Fenomena itu bernama: guru favorit. Salah satu guru favarit saya pada waktu belajar di sekolah menengah pertama bernama Pak Husain. Beliau mengajar tata bahasa Arab atau Nahwu. Tidak main-main, kitab daras yang diajarkannya adalah kitab klasik-induk Alfiyah Ibnu Malik yang berisi seribu bait bertorehkan kaidah-kaidah gramatika bahasa Arab. Beliau hafal keseluruhannya. Setiap kali mengajar beliau tidak pernah membawa buku atau kitab tersebut. Beliau sangat nglothok di luar kepala apa-apa yang akan disampaikan di hadapan kami. Dengan mengenakan peci hitam agak miring, kedua pelipisnya cekung, kedua pipinya agak kempot, mungkin kebanyakan menghisap cerutu, dan termasuk jarang bercanda, lengkap sudah gambaran bahwa beliau adalah orang yang mumpuni dan menguasai bidang keilmuannya, plus penuh dedikasi dan wibawa.

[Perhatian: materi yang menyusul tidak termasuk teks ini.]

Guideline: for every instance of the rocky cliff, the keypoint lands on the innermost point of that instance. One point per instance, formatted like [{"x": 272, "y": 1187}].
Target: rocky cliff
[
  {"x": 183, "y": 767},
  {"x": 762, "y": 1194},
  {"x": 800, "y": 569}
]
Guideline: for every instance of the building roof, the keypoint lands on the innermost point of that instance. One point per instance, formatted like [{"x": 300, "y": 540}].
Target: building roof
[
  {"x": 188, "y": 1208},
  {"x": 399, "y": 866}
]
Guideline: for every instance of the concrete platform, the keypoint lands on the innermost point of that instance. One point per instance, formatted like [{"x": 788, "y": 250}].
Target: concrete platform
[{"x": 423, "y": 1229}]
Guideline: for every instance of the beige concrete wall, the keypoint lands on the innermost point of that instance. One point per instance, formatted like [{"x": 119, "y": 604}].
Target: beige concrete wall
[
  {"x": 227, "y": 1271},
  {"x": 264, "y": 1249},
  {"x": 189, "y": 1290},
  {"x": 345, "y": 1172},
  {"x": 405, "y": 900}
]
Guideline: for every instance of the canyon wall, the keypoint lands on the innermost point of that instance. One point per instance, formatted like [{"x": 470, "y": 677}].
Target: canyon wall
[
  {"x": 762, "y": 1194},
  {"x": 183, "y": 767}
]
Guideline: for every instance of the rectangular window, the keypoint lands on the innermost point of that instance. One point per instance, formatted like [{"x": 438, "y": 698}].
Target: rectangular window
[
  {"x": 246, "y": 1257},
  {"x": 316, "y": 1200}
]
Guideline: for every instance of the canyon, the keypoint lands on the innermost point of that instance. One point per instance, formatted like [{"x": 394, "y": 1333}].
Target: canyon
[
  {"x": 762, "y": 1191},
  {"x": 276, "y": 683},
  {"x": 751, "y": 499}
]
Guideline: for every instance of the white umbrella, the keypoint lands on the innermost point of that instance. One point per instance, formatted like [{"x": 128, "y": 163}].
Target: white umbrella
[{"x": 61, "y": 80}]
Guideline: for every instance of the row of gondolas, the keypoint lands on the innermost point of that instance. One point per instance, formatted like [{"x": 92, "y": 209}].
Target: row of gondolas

Sesekali di sela-sela penyampaiannya, beliau menyelipkan pesan-pesan moral kepada kami, entah seputar tata krama, falsafah hidup, atau ihwal pendidikan itu sendiri. Tanpa ada kesan menggurui. Saya sangat terkesan dengan pembawaannya, sekalipun karena itu saya segan untuk berani mendekat kepada beliau. Hal lain yang saya suka adalah tulisan tangan beliau di papan tulis. Sangat rapi, dengan tipografi font yang bagus, apalagi itu tulisan huruf Arab, yang barangkali tidak mudah bagi kita yang terbiasa dengan abjad Latin.

Saya membayangkan–dan pernah membuktikan sendiri–yang namanya menulis dengan kapur di papan tulis itu sangatlah tidaklah gampang, karena penampang kapur itu selalu berubah karena luruh begitu dipakai menulis, sehingga ujung kapur tersebut tidak pasti bentuknya jika kita sendiri tidak mengendalikan atau membentuknya. Suatu hal yang berbeda dengan kalau kita menggunakan ballpoint atau ballpoint kaligrafi yang sudah didesain sedemikian rupa sehingga memudahkan orang dalam membentuk tebal-tipisnya huruf dan tak perlu direpotkan oleh tidak menentunya kemiringan ujung pena tersebut.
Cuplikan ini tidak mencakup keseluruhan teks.